"Do you mean the 'periphrastic present' or 'periphrastic with gerund'? If so, it exists in Spanish and Italian, but not French."
""Je suis en train de..."? It exists in Swedish, and I would think Norwegian and Danish, too."
No, I know about these round-the-houses ways of indicating ongoing action. We even have them in English, especially of the Synge dialect sort: "He is over beyant in Dingle an' he at the drinkin'" sort of Paddywhackery.
Where the original question was starting from:
In the three main languages historically sharing the British Isles (I'm counting the Gaelic dialects as one, and not counting Latin or French), two seem to have had this progressive 'I am doing' construction as the main present tense form. English adopted it later, though I don't know when it arrived in writing, or if there was pedantic resistance to it.
It seems to be uncommonly used, as a special effect only, in most other European languages.
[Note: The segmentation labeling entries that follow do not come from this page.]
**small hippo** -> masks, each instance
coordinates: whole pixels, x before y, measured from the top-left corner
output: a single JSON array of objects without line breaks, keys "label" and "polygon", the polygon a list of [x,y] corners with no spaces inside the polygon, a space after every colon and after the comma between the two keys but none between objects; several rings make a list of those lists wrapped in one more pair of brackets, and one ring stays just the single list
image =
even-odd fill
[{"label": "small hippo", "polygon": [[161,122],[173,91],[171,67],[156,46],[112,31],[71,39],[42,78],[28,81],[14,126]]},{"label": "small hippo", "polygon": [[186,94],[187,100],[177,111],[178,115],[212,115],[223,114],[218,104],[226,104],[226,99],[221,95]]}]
Some time ago, on the Britarch list, there was a discussion concerning the apparent poverty of words in English from the ancient British language (palaeo-Welsh), and this was used as an argument for large scale replacement of the native population.
It occurred to me at the time that the structure of the progressive present tense could be an adoption from one of the Celtic languages, preserved by the ex-Celtic Anglo Saxon peasants, and ignored by the (aristocratic and conservative) AS literary language. The destruction of the literary elite by the Norman conquest allowed many (perhaps demotic) features to come through into writing- notably the collapse of gender, case inflexion, concordance etc.
But for the progressive present to be part of the package (how's that for AS alliteration?) timing is all. I can't find any examples of it in the few middle-English sources available to me (Gawain, Piers Plowman, riddles, Sir Orfeo, one or two more) but neither can I find when it DID come in. I sometimes suspect that the 'special' nature of writing prior to the invention of printing inhibited the use of forms thought to be ungrammatical- but that's not evidence.
So the question is: did this usage spring up spontaneously, was it adopted from another (higher status?) European language, was it adopted from (definitely low-status) Irish or Welsh, or did it rise from the underground of English dialect, the Brythonic language showing through the flourishing growth of English like a crop mark in a field?